Aug 28, 2023

Today in History, Aug. 28

Posted Aug 28, 2023 11:28 AM

Today’s Highlight in History:

On Aug. 28, 1963, more than 200,000 people listened as the Rev. Martin Luther King Jr. delivered his “I Have a Dream” speech in front of the Lincoln Memorial in Washington, D.C. 

On this date: 

In 1862, the Second Battle of Bull Run (also known as Second Manassas) began in Prince William County, Virginia, during the Civil War; the result was a Confederate victory.

In 1922, the first-ever radio commercial aired on station WEAF in New York City; the 10-minute advertisement was for the Queensboro Realty Co., which had paid a fee of $100. 

In 1941, Japan’s ambassador to the U.S., Kichisaburo Nomura, presented a note to President Franklin D. Roosevelt from Japan’s prime minister, Prince Fumimaro Konoye, expressing a desire for improved relations. 

In 1955, Emmett Till, a Black teen from Chicago, was abducted from his uncle’s home in Money, Mississippi, by two white men after he had supposedly whistled at a white woman; he was found brutally slain three days later. 

In 1968, police and anti-war demonstrators clashed in the streets of Chicago as the Democratic National Convention nominated Hubert H. Humphrey for president. 

In 1988, 70 people were killed when three Italian stunt planes collided during an air show at the U.S. Air Base in Ramstein (RAHM’-shtyn), West Germany. 

In 1996, the troubled 15-year marriage of Britain’s Prince Charles and Princess Diana officially ended with the issuing of a divorce decree. 

In 2005, New Orleans Mayor Ray Nagin (NAY’-gin) ordered everyone in the city to evacuate after Hurricane Katrina grew to a monster storm. 

In 2013, a military jury sentenced Maj.
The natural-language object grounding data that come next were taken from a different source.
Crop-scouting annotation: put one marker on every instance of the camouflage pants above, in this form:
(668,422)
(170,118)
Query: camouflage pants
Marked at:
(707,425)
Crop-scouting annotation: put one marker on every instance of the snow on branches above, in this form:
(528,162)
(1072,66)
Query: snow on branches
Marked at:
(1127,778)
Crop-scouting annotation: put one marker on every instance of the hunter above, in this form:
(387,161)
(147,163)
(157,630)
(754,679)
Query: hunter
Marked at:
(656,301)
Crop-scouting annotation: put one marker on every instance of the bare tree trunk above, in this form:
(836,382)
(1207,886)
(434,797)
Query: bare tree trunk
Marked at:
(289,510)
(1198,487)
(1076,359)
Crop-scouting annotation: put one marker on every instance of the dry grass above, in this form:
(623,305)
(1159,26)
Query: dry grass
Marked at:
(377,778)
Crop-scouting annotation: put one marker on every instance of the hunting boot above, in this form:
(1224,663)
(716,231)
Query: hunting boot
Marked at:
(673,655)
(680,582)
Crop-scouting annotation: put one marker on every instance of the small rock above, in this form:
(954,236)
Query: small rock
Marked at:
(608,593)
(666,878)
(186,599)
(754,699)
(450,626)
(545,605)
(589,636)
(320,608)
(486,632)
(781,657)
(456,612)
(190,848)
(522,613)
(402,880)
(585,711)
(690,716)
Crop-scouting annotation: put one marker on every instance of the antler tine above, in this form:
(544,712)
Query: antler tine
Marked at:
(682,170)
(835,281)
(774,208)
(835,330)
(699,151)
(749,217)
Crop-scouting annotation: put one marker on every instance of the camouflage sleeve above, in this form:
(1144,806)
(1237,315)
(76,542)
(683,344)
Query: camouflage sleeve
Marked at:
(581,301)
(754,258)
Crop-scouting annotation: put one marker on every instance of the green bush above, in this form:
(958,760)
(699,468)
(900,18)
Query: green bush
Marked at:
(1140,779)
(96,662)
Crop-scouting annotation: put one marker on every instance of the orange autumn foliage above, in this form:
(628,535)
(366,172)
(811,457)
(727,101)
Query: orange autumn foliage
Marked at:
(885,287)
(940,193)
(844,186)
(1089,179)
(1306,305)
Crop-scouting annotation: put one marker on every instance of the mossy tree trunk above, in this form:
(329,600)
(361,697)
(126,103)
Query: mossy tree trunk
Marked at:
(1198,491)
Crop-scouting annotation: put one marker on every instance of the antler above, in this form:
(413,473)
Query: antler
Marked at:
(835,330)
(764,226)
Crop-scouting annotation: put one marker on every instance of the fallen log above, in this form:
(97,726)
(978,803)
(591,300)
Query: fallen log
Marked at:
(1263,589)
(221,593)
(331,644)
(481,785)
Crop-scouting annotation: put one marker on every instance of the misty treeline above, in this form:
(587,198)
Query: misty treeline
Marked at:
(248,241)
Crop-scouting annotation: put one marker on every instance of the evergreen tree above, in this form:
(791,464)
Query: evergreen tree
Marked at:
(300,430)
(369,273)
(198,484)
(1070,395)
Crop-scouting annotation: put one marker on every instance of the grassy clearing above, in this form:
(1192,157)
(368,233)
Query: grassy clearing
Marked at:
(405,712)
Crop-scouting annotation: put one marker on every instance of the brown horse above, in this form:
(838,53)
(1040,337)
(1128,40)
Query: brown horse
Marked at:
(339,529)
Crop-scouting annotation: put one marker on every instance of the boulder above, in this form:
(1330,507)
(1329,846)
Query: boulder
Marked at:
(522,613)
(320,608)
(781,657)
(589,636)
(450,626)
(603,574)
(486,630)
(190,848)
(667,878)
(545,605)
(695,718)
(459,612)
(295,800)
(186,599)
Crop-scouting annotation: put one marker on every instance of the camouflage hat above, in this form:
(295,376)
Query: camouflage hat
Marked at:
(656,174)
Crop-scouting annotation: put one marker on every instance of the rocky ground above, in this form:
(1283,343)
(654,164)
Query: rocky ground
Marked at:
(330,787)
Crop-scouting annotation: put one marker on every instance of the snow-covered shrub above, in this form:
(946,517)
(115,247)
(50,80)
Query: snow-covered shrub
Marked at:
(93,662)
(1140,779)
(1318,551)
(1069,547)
Nidal Hasan to death for the 2009 shooting rampage at Fort Hood that claimed 13 lives. On the 50th anniversary of Martin Luther King Jr.‘s “I Have a Dream” speech at the Lincoln Memorial, President Barack Obama stood on the same steps as he challenged new generations to seize the cause of racial equality. 

In 2016, six scientists completed a yearlong Mars simulation in Hawaii, where they emerged after living in a dome in near isolation on a Mauna Loa mountain. 

In 2018, a white former police officer, Roy Oliver, was convicted of murder for fatally shooting a Black 15-year-old boy, Jordan Edwards, while firing into a car packed with teenagers in suburban Dallas; Oliver was sentenced the following day to 15 years in prison. 

In 2020, Japan’s longest-serving prime minister, Shinzo Abe, said he was stepping down because a chronic illness had resurfaced. (Abe was succeeded by his right-hand man, Yoshihide Suga. Abe was assassinated in July 2022.)